The occasion was moving for its own sake. To see the streets lined with people enjoying each other’s company and the glorious day, chatting to those they knew and those they didn’t know, children, teenagers, whole families, babies, the able and the disabled, older people (the lady who carried the torch shortly before Leslie was a hundred); to live in a country where people of all colours and faiths can gather in peace; to listen to the crowds cheering everyone, the outriders, cycle-riders, police and the floats with dancers, the vans of previous runners and those yet to run; to witness everything graciously organised in a smiling, calm, under-stated manner; – all this was a blessing not to be taken for granted. New North London was out in its hundreds; never have I felt so confident of an early minyan.
Then to see you, Leslie, with your typical beaming smile, holding the torch high in both hands, running up the hill: – I wonder how many of us cried for joy and love of you and all your family. Then you stopped, and lit the torch for the subsequent runner – I’m not sure what the berachah ought to be, lehadlik ner shel humanity? – and you were back in the arms of your friends and family. We’ll never ever let you live the experience down!
The choice of such a large and diverse group of people to carry the Olympic flame was an act of genius, for it burns now with the courage, inventiveness, skill, determination and generosity of them all.

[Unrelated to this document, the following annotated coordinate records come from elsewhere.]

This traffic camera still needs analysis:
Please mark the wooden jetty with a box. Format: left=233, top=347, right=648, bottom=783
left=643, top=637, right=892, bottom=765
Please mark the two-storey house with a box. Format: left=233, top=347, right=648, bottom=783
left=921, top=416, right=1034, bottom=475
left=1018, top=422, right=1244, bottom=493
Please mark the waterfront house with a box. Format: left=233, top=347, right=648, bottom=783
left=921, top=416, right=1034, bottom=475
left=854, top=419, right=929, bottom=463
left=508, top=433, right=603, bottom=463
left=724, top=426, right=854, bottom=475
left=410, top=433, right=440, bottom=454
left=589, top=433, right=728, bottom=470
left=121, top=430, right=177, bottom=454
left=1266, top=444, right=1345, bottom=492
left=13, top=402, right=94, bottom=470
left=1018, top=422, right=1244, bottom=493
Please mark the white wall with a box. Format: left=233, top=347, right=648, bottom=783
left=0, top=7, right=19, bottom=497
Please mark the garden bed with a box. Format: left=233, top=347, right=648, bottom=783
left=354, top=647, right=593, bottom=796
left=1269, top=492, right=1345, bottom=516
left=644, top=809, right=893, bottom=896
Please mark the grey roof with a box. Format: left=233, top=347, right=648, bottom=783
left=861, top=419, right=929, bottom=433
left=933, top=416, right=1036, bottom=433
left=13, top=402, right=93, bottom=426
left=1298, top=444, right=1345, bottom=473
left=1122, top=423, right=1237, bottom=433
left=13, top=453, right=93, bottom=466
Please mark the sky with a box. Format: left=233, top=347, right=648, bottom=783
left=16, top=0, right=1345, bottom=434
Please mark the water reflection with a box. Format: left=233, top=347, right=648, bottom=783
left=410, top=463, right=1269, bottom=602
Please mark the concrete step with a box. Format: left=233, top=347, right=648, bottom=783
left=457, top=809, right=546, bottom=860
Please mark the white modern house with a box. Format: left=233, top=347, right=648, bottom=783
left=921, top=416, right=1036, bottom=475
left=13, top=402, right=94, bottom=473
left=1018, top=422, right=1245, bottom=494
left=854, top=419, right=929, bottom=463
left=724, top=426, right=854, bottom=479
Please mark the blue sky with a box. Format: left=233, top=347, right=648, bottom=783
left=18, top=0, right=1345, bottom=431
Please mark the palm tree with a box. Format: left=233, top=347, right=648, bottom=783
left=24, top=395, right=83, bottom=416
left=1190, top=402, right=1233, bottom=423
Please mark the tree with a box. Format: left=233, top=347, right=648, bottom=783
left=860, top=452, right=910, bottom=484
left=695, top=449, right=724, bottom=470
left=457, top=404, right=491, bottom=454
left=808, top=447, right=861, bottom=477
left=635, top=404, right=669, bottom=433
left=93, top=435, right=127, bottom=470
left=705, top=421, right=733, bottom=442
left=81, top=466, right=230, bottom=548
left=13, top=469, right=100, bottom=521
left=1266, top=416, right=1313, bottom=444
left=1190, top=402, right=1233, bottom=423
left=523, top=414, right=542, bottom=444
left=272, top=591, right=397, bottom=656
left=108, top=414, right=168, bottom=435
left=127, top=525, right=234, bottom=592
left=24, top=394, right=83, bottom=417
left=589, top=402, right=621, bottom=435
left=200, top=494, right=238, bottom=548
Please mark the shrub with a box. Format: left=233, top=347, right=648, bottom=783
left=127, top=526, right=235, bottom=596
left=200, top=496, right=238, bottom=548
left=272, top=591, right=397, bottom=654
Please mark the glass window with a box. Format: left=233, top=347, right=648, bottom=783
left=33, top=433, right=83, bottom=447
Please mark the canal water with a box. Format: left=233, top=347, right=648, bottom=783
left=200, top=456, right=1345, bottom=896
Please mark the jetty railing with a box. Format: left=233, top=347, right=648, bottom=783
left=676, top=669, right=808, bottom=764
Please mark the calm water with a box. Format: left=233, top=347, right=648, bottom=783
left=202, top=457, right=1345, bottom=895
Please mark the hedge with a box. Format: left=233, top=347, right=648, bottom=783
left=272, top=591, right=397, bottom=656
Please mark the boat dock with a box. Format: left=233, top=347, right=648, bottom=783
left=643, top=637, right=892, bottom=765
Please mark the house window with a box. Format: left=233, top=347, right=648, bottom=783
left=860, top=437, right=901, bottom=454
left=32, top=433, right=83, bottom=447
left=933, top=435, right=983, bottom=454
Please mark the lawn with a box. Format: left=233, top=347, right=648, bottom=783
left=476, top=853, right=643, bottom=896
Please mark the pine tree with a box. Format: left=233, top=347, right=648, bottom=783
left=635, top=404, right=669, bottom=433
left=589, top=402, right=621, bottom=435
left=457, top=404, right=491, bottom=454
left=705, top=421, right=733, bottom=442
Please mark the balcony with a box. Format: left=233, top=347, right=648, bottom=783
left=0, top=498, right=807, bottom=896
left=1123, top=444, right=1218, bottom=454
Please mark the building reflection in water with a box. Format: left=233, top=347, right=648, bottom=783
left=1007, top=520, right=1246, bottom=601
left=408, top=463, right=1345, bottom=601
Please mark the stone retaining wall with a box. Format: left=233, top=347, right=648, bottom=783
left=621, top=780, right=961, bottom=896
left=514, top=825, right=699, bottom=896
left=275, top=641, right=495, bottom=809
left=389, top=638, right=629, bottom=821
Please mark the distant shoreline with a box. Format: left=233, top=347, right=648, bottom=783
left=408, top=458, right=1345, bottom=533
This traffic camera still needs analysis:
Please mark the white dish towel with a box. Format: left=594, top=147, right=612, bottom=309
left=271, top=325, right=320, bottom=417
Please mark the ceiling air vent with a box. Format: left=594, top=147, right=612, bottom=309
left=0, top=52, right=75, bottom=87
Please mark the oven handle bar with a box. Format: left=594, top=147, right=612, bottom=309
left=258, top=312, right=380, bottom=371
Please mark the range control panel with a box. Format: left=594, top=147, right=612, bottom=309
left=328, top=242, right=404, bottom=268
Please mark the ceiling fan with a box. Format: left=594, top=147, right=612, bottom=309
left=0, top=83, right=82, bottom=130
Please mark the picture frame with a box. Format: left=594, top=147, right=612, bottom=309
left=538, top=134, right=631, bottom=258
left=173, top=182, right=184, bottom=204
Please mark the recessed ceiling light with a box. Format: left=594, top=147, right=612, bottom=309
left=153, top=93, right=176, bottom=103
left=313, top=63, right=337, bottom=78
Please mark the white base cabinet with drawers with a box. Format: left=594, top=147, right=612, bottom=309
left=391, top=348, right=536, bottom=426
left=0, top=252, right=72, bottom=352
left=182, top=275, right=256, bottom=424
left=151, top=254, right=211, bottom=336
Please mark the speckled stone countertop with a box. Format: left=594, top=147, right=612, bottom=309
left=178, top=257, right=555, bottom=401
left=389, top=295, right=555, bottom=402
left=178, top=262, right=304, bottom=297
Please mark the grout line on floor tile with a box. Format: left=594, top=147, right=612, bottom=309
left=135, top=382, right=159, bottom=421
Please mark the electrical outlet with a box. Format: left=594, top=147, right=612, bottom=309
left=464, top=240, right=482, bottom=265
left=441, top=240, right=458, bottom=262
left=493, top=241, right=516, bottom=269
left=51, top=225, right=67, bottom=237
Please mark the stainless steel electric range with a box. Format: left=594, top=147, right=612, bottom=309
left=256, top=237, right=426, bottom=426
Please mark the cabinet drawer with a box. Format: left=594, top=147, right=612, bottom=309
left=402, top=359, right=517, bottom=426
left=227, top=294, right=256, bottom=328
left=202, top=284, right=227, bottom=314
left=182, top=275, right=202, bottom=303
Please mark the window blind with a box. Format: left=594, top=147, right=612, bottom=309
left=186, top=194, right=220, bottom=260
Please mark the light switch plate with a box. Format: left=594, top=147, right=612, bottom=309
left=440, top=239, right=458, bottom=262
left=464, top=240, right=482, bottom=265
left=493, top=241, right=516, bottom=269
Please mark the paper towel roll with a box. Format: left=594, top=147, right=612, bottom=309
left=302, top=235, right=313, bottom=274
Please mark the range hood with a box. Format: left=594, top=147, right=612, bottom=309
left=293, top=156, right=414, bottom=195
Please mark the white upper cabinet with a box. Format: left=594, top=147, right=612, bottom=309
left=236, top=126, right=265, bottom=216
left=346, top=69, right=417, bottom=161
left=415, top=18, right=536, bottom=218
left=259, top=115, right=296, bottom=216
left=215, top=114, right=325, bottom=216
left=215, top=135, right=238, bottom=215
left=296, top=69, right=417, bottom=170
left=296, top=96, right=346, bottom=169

We wandered home afterwards slowly, touched by a different vision. That’s how it’s been throughout the streets and cities of this country.
And so to Tishah Be’Av, with its laws of mourning and fasting, the very opposite of that cheerful scene, the day when it isn’t even permitted to say shalom to one another but we merely acknowledge each other’s presence in semi-silence, the day we sit upon the ground and tell sad stories of the deaths of communities.
Yet there is an all-important connection.
There are many reasons for remembering calamity. We recall the destruction of the first and second Temples, the expulsions from England and Spain, the book burnings and the persecutions, so that the deaths of people like ourselves are still mourned, so that we don’t forget, so that we learn from history for the sake of our own people and all other peoples. But perhaps most deeply of all, by reflecting on destruction we are taught to appreciate the importance of creation and the privilege of life, our own life and the lives of others, the lives and livelihoods of neighbourhoods and cities we live in, the fruitfulness of the landscape around us, the fields and forests on the breathing of which we depend.
‘It’s a wonderful world’, if we don’t destroy it. Life is miraculous, if we don’t kill it. These are the lessons of Tishah Be’Av. How privileged we are to live in streets where we can celebrate together! How devotedly we must nurture and share that privilege!